Host: Japan Society for Fuzzy Theory and Intelligent Informatics (SOFT)
Name : 37th Fuzzy System Symposium
Number : 37
Location : [in Japanese]
Date : September 13, 2021 - September 15, 2021
Policy gradient methods such as REINFORCE algorithm, which express the gradient function of expected rewards without using value functions, need not assume that policies of agents and environmental models of rewards and state transition probabilities have Markov property when applied to multi-agent systems. One of the policy gradient methods of this kind uses an objective function, which aims to be minimized in order to determine an action, as an energy function of Boltzmann selection corresponding to the policy. It has been shown that the objective function can be flexibly constructed.
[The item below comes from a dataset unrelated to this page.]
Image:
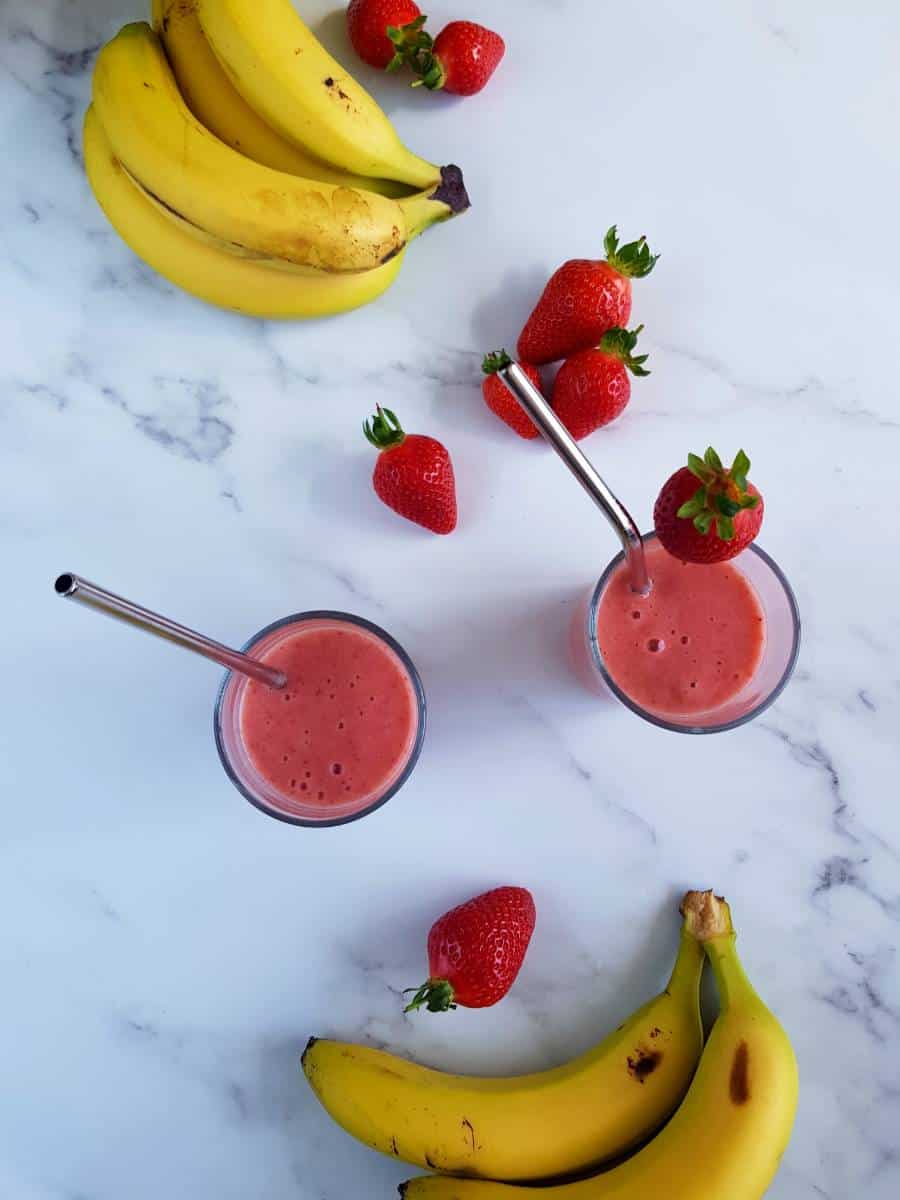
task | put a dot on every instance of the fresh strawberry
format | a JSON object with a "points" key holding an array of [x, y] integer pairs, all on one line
{"points": [[501, 401], [367, 23], [593, 387], [461, 59], [475, 951], [685, 514], [583, 299], [413, 474]]}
On the other hand, reinforcement learning in a multi-agent system has the state-explosion problem. As one of the effective measures to avoid the problem, a method of approximating the value function with a Boltzmann machine has been proposed. In this paper, we first propose a policy gradient method that approximates the objective function in the policy expressed by Boltzmann selection with the energy of the Boltzmann machine. Second, we propose a more efficient method that approximates the objective function with the energy of a modular structured restrictive Boltzmann machine. As a result of the experiment to a pursuit problem, it was possible to learn appropriate policies with a small number of parameters by both proposed methods. Furthermore, the second proposed method managed to significantly reduce the computational cost required for the learning compared to the first one.